Consider writing a routine that puts a bounding box on that NJ icon. With that in hand, you're in a better position to find a bbox for the 6 chars of interest. You might also find that deleting pixels within the icon's bbox improves OCR performance.
We see writing in several places, having large variations in font size.
Tesseract has some odd interactions with resolution. Give it some clean PDF bitmaps of Helvetica characters, and it works great over a smallish range of resolutions, say 1 em being a dozen to a few dozen pixels. Blow things up so we have a few hundred pixels per character, and OCR performance falls apart.

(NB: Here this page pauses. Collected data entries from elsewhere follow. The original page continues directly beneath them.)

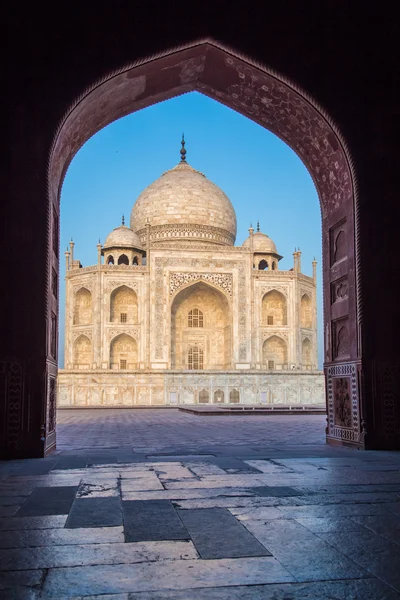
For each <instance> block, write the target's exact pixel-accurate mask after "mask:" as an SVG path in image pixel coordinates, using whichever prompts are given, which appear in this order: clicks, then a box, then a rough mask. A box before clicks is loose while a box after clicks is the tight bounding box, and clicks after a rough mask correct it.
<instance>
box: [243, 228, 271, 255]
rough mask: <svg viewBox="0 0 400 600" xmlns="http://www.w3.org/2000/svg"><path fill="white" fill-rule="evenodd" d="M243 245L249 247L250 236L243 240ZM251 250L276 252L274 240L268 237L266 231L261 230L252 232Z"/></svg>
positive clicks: (267, 252)
mask: <svg viewBox="0 0 400 600" xmlns="http://www.w3.org/2000/svg"><path fill="white" fill-rule="evenodd" d="M243 246H244V247H245V248H249V247H250V237H248V238H247V240H245V241H244V242H243ZM253 251H254V252H263V253H264V252H265V253H270V254H278V251H277V249H276V246H275V242H274V241H273V240H271V238H270V237H268V236H267V234H266V233H262V232H261V231H256V232H255V233H253Z"/></svg>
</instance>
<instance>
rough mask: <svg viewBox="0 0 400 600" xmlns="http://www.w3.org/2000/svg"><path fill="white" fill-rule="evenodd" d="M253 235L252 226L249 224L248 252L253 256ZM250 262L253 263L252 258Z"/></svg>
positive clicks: (252, 256) (252, 230)
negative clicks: (250, 253) (248, 250)
mask: <svg viewBox="0 0 400 600" xmlns="http://www.w3.org/2000/svg"><path fill="white" fill-rule="evenodd" d="M253 234H254V229H253V225H252V224H251V223H250V227H249V235H250V251H251V254H253V249H254V244H253ZM251 261H252V262H253V256H252V257H251Z"/></svg>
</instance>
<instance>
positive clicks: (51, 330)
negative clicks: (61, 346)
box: [50, 313, 57, 358]
mask: <svg viewBox="0 0 400 600" xmlns="http://www.w3.org/2000/svg"><path fill="white" fill-rule="evenodd" d="M50 335H51V338H50V354H51V355H52V357H53V358H57V315H55V314H54V313H51V333H50Z"/></svg>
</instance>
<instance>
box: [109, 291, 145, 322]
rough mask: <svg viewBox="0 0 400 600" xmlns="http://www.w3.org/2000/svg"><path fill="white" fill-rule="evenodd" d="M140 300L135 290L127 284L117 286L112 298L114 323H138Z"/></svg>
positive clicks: (113, 291) (113, 319)
mask: <svg viewBox="0 0 400 600" xmlns="http://www.w3.org/2000/svg"><path fill="white" fill-rule="evenodd" d="M137 320H138V300H137V295H136V292H135V291H134V290H132V289H131V288H129V287H128V286H126V285H122V286H121V287H118V288H116V289H115V290H114V291H113V292H112V294H111V298H110V321H111V322H112V323H137Z"/></svg>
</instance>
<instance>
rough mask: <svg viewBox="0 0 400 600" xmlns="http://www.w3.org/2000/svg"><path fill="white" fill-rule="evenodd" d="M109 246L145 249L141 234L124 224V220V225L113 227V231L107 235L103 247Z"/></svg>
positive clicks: (137, 248)
mask: <svg viewBox="0 0 400 600" xmlns="http://www.w3.org/2000/svg"><path fill="white" fill-rule="evenodd" d="M107 248H136V249H137V250H142V249H143V248H142V244H141V243H140V239H139V236H138V235H137V234H136V233H135V232H134V231H132V229H130V228H129V227H126V225H124V220H122V225H120V226H119V227H116V228H115V229H113V230H112V232H111V233H110V234H109V235H108V236H107V239H106V241H105V243H104V246H103V249H107Z"/></svg>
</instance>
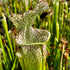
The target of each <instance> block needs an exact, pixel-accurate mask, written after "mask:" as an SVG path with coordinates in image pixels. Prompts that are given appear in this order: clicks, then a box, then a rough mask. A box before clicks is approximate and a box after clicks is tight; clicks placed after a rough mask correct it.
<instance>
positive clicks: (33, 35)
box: [15, 28, 51, 46]
mask: <svg viewBox="0 0 70 70" xmlns="http://www.w3.org/2000/svg"><path fill="white" fill-rule="evenodd" d="M38 34H39V35H38ZM30 35H32V36H30V38H28V39H26V40H24V41H23V39H21V40H20V41H19V39H15V40H16V41H15V42H16V44H17V45H19V46H26V45H42V44H46V43H47V42H48V40H49V38H50V36H51V34H50V32H49V31H47V30H43V29H36V28H32V34H30ZM27 41H28V42H27ZM24 42H25V43H24Z"/></svg>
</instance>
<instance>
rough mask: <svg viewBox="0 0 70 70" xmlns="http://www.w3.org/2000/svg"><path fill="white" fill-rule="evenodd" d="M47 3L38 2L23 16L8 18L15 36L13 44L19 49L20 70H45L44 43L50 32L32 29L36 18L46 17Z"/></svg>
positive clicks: (42, 17)
mask: <svg viewBox="0 0 70 70" xmlns="http://www.w3.org/2000/svg"><path fill="white" fill-rule="evenodd" d="M48 9H49V7H48V4H47V2H43V1H40V2H39V3H38V4H37V6H36V8H35V9H33V10H29V11H27V12H25V13H24V14H23V15H20V14H12V15H11V16H10V17H9V18H10V20H11V21H12V22H13V24H14V26H15V29H16V30H17V33H16V34H13V33H14V32H11V34H10V35H11V36H14V35H15V36H14V37H15V42H16V45H17V46H20V49H19V50H18V51H17V52H16V55H17V57H18V59H19V62H20V65H21V67H22V70H45V62H46V55H47V51H46V47H47V46H46V43H47V41H48V40H49V38H50V32H48V31H47V30H42V29H36V28H33V27H32V24H33V23H34V22H35V20H36V17H37V16H38V15H39V16H40V18H41V19H42V18H44V17H46V15H47V14H48Z"/></svg>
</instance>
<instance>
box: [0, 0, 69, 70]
mask: <svg viewBox="0 0 70 70" xmlns="http://www.w3.org/2000/svg"><path fill="white" fill-rule="evenodd" d="M38 1H39V0H1V1H0V70H21V65H20V63H19V61H18V58H17V57H16V55H15V52H16V51H17V50H18V48H17V47H16V46H15V42H14V40H11V39H10V38H9V34H8V30H12V29H13V28H14V27H13V24H12V23H11V22H10V20H9V19H8V18H7V16H9V15H10V14H11V13H16V14H23V13H24V12H26V11H28V10H32V9H33V8H35V6H36V4H37V3H38ZM44 1H47V2H48V5H49V8H50V9H51V10H52V11H51V14H50V15H47V17H45V18H43V19H41V18H40V16H37V18H36V21H35V23H34V24H33V27H35V28H39V29H45V30H48V31H50V32H51V38H50V40H49V42H48V44H47V46H48V47H47V51H48V56H47V60H46V70H70V1H65V0H44Z"/></svg>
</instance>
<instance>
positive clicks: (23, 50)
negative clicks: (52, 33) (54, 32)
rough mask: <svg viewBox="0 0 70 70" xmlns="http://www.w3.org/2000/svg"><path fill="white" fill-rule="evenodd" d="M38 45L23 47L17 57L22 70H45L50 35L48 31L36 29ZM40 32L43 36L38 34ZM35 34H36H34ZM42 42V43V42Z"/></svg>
mask: <svg viewBox="0 0 70 70" xmlns="http://www.w3.org/2000/svg"><path fill="white" fill-rule="evenodd" d="M34 32H35V35H36V34H37V37H36V36H35V35H34V36H35V37H36V39H35V40H36V41H38V42H36V43H30V44H26V45H24V46H22V47H21V48H20V49H19V50H18V52H17V53H16V55H17V56H18V59H19V62H20V65H21V67H22V70H45V63H46V56H47V51H46V47H47V46H46V42H47V41H48V39H49V37H50V33H49V32H48V31H46V30H40V29H34ZM37 32H39V33H40V34H41V36H39V35H38V34H39V33H37ZM33 34H34V33H33ZM40 41H42V42H40Z"/></svg>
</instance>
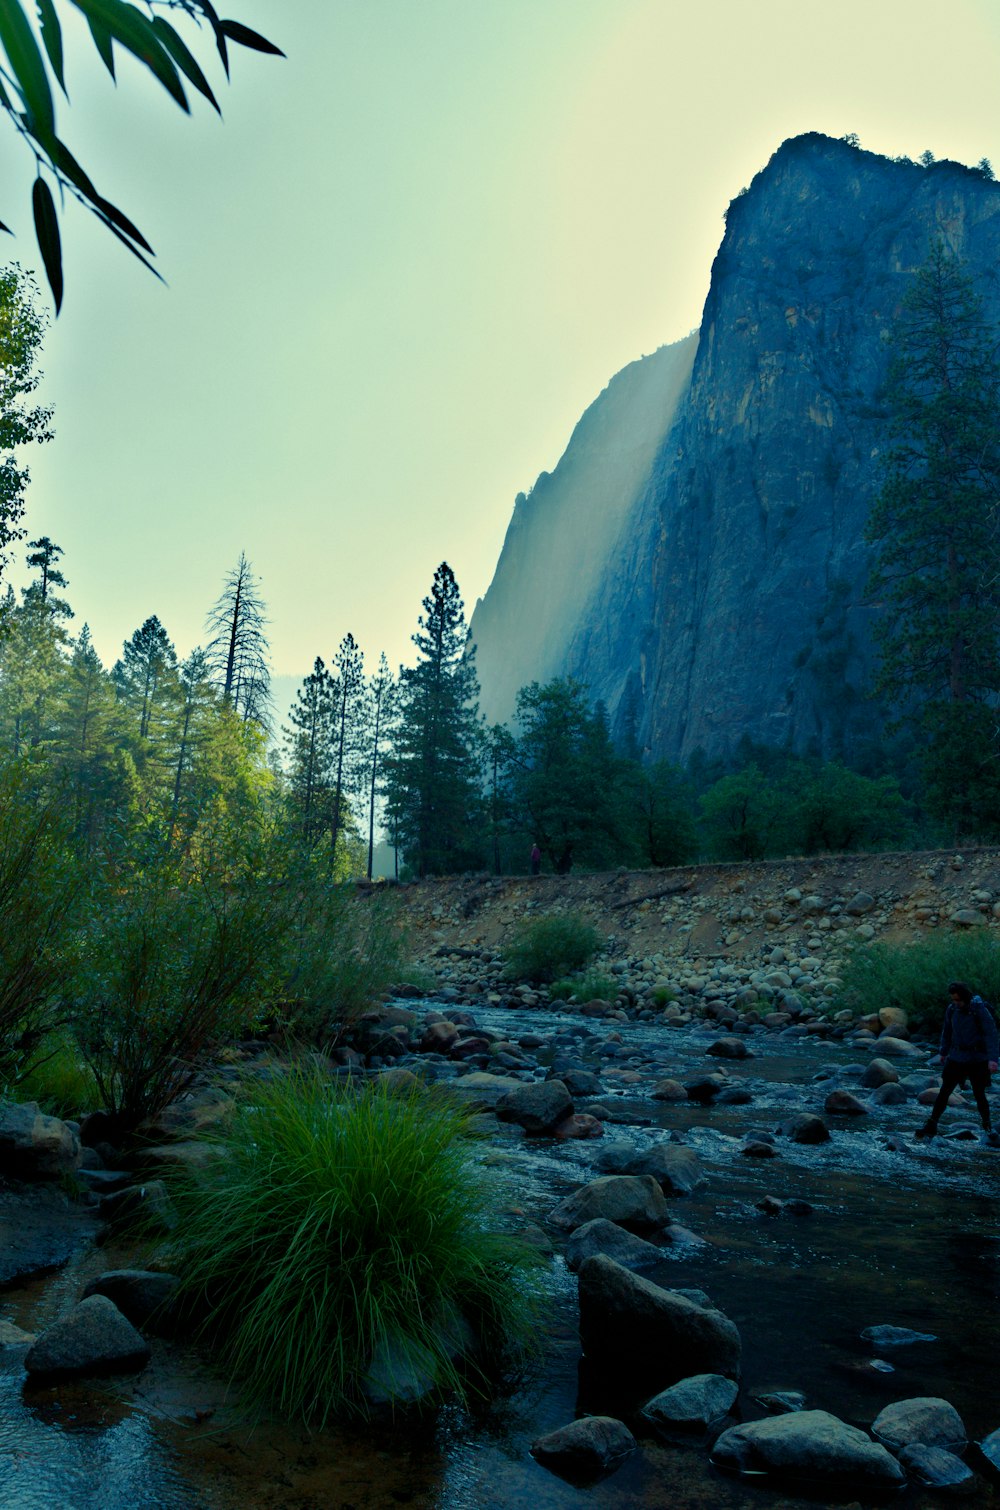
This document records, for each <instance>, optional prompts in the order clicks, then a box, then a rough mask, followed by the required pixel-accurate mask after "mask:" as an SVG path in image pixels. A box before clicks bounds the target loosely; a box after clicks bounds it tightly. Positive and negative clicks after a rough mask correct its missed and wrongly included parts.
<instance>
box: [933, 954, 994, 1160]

Notice that the small font text was adequately recognized. Here is some advice so Tesseract will ignore such distractor text:
If you're able to use bounding boxes to blank out distractors, that is fair game as well. But it's more sensitive to variation across plates and automobiles. You might be able to use the vertical extent of connected components to identify giant letters. You'd expect to see at least six such components, with similar baseline and similar height.
RGB color channel could help you out with relevant masks for your greyscale images. There's a relationship between the text "New Jersey" and the foreground / background colors that can be used. So identifying the state, and the color scheme, could be a helpful early stage of your pipeline.